Sui fatti della Diaz, intanto, Famiglia cristiana rilancia la questione della commissione di inchiesta. E lo fa con un editoriale di Adriano Sansa, magistrato ed ex sindaco di Genova che si chiede, negli stralci che pubblichiamo, «perché non si sono attuati i mezzi che la legge stessa prevede, e la responsabilità politica e morale impongono? Se tanti operatori e funzionari hanno commesso crimini, qualcuno, pur al di fuori del processo deve rispondere». Invece, «nessuno ha pagato, tra quelli che dirigevano a più alti livelli: incapaci, distratti, indegni. Anzi tutti sono stati promossi, alcuni a ruoli di elevatissima responsabilità». E, ancora, «nessuno chiede scusa». «Forse così il Governo pensa di apparire "amico della polizia". Ma ne distrugge l'immagine tra i cittadini, ne insulta la parte leale. L'inchiesta parlamentare è l'ultima possibilità per fermare finalmente il tradimento di Genova». Il noto statista Gasparri, capogruppo Pdl, chiarisce al magistrato: «Si rassegni, non si farà mai».

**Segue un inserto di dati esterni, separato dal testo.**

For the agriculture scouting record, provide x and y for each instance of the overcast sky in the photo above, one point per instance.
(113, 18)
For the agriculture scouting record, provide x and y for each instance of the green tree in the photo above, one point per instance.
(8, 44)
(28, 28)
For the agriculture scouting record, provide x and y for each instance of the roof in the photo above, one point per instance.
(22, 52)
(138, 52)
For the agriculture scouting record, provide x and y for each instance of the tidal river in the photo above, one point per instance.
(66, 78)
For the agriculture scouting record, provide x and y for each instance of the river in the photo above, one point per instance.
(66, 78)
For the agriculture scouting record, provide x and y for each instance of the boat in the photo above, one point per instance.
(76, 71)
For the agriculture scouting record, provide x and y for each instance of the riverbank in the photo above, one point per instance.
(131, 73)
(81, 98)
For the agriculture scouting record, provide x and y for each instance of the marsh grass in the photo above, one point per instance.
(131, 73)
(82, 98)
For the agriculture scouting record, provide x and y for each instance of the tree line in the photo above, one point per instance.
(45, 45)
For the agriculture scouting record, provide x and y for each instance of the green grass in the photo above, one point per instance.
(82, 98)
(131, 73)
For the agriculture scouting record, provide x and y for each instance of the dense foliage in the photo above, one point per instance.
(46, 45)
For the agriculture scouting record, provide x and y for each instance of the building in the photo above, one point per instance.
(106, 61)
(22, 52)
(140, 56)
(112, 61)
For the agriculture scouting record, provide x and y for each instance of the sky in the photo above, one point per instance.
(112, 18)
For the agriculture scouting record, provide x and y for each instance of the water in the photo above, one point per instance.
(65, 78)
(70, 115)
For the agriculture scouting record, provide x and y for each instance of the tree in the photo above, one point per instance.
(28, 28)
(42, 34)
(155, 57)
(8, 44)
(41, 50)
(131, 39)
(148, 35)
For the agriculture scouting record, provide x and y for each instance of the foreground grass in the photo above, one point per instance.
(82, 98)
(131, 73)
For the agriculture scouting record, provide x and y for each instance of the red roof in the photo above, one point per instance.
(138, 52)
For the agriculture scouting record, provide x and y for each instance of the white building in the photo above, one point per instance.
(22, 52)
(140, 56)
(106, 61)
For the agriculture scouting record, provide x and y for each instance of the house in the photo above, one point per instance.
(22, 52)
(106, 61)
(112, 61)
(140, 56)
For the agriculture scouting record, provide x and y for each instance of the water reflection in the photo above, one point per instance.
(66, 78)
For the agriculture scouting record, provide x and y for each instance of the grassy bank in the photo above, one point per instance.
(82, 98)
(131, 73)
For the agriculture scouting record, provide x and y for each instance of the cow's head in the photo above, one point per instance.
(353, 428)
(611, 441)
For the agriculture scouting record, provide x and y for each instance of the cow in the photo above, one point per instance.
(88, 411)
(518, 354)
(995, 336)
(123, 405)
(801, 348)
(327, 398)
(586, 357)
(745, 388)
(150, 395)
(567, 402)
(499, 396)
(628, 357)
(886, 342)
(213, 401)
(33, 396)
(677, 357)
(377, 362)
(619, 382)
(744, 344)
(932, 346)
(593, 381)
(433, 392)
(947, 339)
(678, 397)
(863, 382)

Poche ore prima, sempre mercoledì, il sostituto procuratore generale della Cassazione, Alfredo Montagna, nell'udienza sugli scontri avvenuti di Milano, l'11 marzo 2006 a Corso Buenos Aires, aveva affermato che «la polizia ha una cultura deviata delle indagini perchè pensa che identificare una persona che partecipa a una manifestazione consenta, poi, di attribuirle tutti i reati commessi nell'ambito della stessa manifestazione». Tuttavia la suprema corte ha respinto i ricorsi degli antifascisti.